Community foundations’ assets are pooled, and then separated in endowment funds. Donors can determine their own focus and degree of involvement. Want to take a hands-off approach? You can leave investment and disbursement decisions to the foundation’s hired administrators. However, you can also set up a donor-advised fund, whereby administrators direct your dollars to specific causes or charities according to your wishes.

Either way, administration will cost you. Operating fees typically run from 0.5% to 1.5% of assets per year, depending on the foundation. It’s a reasonable price to pay, says Joan Blight, senior consultant at Strategic Philanthropy Inc., a Winnipeg-based consultancy that helps individuals and businesses develop philanthropic programs, for expert advice on navigating the world of non-profits.
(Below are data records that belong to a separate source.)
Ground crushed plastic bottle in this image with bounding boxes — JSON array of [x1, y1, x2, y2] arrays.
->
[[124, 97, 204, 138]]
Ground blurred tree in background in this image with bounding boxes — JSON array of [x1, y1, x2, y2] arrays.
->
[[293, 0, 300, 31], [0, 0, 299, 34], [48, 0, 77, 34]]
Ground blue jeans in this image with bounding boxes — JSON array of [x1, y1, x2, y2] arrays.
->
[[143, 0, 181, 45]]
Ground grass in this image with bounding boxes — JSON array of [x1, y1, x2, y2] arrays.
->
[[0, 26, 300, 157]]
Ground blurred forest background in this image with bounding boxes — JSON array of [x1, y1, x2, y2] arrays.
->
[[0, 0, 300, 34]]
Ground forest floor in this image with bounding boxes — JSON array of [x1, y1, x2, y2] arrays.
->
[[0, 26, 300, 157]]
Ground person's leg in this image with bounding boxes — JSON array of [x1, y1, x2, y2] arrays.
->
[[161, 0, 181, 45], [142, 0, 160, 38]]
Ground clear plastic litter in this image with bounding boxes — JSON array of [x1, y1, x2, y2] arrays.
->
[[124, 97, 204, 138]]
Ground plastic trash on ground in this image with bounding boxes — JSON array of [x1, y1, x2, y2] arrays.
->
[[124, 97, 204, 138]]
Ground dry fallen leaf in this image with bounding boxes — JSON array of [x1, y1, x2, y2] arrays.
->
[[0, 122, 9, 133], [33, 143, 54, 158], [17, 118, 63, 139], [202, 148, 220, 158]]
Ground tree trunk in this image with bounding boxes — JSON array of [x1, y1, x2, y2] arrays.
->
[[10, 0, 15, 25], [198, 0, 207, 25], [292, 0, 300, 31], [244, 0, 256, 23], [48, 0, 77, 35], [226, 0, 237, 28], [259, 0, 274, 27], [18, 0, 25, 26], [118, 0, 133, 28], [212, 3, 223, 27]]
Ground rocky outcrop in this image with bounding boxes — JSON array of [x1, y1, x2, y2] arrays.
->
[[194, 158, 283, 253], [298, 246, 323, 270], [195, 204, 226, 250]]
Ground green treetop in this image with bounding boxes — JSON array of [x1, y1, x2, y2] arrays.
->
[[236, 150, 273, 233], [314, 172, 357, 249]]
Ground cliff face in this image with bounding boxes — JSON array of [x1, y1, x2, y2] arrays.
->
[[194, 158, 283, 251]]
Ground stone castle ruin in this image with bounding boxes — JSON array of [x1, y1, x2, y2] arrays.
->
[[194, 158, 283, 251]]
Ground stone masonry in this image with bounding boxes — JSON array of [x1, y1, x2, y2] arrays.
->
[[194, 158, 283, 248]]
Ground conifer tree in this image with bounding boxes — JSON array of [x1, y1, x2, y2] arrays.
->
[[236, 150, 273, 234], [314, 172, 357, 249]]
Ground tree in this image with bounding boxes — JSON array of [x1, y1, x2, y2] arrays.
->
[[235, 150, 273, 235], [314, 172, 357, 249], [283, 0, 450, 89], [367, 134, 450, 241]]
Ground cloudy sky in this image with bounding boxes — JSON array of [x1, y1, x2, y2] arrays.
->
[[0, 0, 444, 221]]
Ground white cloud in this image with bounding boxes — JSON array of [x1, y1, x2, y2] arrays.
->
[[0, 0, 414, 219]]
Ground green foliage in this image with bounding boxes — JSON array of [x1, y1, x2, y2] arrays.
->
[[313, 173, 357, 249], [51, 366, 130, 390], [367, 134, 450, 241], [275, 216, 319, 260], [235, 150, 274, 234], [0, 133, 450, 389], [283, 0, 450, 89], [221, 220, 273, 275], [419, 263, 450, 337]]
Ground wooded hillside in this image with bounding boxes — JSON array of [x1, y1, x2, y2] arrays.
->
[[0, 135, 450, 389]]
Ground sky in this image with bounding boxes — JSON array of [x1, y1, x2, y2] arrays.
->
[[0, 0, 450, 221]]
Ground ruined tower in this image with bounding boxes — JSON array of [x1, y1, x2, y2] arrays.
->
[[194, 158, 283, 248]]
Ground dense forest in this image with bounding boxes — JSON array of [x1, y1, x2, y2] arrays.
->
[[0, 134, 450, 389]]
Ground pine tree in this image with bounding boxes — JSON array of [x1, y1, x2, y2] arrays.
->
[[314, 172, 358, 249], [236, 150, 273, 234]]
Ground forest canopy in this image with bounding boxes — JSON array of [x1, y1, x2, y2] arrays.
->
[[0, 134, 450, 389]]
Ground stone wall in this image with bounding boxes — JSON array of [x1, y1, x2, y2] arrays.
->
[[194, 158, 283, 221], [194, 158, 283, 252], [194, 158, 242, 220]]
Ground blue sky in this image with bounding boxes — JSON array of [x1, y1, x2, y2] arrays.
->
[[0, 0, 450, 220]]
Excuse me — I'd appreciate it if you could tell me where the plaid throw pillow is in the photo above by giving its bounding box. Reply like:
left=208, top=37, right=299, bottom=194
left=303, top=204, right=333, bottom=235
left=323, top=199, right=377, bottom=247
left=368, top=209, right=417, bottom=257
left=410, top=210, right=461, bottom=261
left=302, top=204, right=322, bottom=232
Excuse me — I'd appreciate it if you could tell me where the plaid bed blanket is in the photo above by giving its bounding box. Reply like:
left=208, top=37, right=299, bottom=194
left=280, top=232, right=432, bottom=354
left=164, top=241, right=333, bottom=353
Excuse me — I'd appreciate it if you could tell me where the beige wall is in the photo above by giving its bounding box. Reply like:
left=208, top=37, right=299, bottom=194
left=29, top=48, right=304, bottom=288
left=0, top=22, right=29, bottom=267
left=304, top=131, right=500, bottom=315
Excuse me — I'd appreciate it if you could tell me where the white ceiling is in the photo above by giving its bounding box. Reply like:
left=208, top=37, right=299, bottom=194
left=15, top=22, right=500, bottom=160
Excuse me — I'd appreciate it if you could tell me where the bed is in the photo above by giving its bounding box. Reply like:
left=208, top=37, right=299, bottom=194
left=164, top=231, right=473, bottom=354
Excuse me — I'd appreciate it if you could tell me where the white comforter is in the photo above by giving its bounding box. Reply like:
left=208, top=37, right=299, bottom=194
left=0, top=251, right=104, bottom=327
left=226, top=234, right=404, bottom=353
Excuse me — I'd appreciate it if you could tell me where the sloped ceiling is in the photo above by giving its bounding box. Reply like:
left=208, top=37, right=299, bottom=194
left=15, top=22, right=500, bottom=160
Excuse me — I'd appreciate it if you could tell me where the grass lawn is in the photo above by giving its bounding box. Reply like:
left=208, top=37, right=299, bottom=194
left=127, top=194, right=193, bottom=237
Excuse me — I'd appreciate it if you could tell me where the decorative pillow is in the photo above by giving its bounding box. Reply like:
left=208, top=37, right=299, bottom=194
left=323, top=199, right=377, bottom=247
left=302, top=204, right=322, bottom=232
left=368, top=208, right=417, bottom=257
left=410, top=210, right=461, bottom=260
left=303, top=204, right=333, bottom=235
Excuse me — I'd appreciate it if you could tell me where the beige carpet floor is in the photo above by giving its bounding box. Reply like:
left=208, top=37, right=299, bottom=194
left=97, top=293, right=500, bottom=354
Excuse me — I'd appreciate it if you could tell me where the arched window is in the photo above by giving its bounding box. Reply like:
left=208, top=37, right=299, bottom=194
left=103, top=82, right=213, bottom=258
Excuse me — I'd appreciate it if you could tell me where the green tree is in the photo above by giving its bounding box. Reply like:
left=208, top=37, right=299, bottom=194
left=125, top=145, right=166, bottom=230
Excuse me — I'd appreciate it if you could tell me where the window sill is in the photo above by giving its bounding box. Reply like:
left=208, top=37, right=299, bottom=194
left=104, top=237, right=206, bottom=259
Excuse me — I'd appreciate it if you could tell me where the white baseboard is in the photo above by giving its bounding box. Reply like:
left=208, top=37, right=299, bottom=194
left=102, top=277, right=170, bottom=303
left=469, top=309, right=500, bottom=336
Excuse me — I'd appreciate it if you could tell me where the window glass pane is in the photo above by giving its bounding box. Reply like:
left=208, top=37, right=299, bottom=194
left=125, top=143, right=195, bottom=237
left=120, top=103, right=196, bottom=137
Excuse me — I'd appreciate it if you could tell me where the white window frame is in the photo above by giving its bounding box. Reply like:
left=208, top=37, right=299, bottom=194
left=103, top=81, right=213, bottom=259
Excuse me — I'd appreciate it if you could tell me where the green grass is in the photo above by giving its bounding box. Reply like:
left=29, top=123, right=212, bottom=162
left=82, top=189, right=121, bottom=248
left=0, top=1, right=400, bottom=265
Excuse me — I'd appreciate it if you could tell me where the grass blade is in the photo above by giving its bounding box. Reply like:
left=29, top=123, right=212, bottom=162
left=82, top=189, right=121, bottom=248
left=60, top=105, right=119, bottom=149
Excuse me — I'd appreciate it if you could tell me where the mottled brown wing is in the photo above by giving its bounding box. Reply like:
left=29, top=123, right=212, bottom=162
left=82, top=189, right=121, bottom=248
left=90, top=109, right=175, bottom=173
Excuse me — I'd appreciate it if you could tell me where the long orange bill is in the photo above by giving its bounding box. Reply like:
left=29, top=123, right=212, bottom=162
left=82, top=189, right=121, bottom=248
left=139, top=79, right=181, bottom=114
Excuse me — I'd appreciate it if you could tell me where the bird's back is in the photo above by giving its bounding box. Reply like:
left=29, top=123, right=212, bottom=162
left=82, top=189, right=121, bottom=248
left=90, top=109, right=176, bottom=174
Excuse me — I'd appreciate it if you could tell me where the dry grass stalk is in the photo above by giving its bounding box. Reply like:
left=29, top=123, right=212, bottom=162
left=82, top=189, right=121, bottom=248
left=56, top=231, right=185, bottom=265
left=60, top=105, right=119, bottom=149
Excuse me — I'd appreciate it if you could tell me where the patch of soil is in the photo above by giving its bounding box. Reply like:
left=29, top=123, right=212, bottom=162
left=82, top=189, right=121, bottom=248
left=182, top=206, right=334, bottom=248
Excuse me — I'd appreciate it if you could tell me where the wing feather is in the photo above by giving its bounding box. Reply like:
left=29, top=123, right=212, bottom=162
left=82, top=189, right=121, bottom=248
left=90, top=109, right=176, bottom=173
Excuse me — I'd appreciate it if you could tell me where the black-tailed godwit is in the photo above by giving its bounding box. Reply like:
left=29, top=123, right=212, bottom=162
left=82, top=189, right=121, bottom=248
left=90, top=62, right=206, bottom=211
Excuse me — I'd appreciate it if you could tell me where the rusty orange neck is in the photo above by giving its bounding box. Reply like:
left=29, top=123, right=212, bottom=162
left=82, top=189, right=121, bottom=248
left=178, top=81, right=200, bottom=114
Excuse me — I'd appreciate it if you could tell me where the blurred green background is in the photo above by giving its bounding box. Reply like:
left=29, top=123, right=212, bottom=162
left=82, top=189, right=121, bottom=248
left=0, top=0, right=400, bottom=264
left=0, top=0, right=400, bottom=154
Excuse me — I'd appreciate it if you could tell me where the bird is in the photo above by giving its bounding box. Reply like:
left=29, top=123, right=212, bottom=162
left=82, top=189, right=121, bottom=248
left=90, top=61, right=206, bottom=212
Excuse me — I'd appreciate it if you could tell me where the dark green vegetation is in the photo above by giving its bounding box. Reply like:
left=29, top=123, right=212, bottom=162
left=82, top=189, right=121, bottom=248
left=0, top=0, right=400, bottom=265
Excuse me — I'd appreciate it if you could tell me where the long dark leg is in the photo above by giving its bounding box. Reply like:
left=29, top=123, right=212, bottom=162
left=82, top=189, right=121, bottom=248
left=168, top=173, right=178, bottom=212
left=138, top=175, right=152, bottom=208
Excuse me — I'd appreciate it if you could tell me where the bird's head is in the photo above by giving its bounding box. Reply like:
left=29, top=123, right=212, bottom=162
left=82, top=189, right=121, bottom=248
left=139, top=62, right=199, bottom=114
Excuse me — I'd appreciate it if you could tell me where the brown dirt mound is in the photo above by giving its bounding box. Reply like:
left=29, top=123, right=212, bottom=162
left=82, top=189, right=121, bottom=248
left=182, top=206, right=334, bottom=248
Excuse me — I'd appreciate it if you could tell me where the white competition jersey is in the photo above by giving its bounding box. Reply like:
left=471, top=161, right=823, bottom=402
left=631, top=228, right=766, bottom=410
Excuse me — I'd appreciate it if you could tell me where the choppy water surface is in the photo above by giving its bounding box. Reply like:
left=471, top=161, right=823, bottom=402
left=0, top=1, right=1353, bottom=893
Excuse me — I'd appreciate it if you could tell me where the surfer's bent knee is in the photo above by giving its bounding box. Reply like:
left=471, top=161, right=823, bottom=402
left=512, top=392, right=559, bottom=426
But you don’t have to invest millions: funds can be established with as little as $1,000. You can donate cash, securities or gifts in kind, such as real estate, mutual funds, bonds and even artwork. Since grants are made from interest earned in the fund, you know your donation will make a difference for a long time to come. Setting up a fund takes little more than a meeting to sign the paperwork.

Thomson started by donating $10,000 to the Toronto Community Foundation. Through subsequent donations, he has boosted his endowment to $130,000. “By the time I retire, I’d like to have a million dollars in there for myself and my family to be able to help the community,” he says. Thomson lets the foundation choose who receives grants. “They have the expertise to make sure the organizations we’re helping are running a tight shop, the income statements and the balance sheets are accurate, that they’re doing what they say they’re doing,” he says. “They’re the back office of my charitable-giving strategy.”

Want something closer to home? Choose a private foundation. “A private foundation is very personal, a bit like a fingerprint,” says Ricker. “You’re saying a lot about yourself and what you believe in.” You’ll enjoy complete control over how your assets are invested and what causes you support. Also, you can make a one-time donation or choose to fund it over time. But keep in mind you’ll bear responsibility for foundation administration, reporting, investment management and grant-making activities. To maintain its charitable status with the Canada Revenue Agency (CRA), your foundation must grant at least 4.5% of its assets per year.

To get started, you’ll need to incorporate your foundation and register your entity as a charity with the CRA. You’ll also need to recruit a board of directors and establish governing bylaws. The fact is, private foundations are complex to establish and administer; you’ll need legal and tax-planning advice up-front.

You’ll need big bucks up-front, too. Given annual disbursement requirements and ongoing administrative fees, private foundations make sense if you can invest at least $5 million, says Joan Blight. While some foundations exist on less, she says, this amount is a practical minimum.

Public or private, your gift provides a hefty tax benefit: you can claim a tax credit in the year of your donation for up to 75% of your net income for the year. If the donation exceeds 75%, then you can carry the excess forward for five years. In the year of your death, the tax credit for donations increases to 100% of net income and any excess can be carried back for one year. It’s a great way to manage your tax burden when income pours in, be it through inheritance, cashing out of stock or selling your business.

But community foundations have one additional advantage over private foundations: the capital gains inclusion rate on securities donated to community foundations is just 25%, compared with 50% for private foundations.

The tax benefits are one reason to start the process, but Ricker says successful foundations are built on true charitable intent: “You really have to want to make a difference, to give back to the community.”

Blight warns entrepreneurs to manage their expectations: “The not-for-profit world is a different culture.” Things may not happen as fast as you’re used to and outcomes aren’t always measured at the bottom line — but in social change.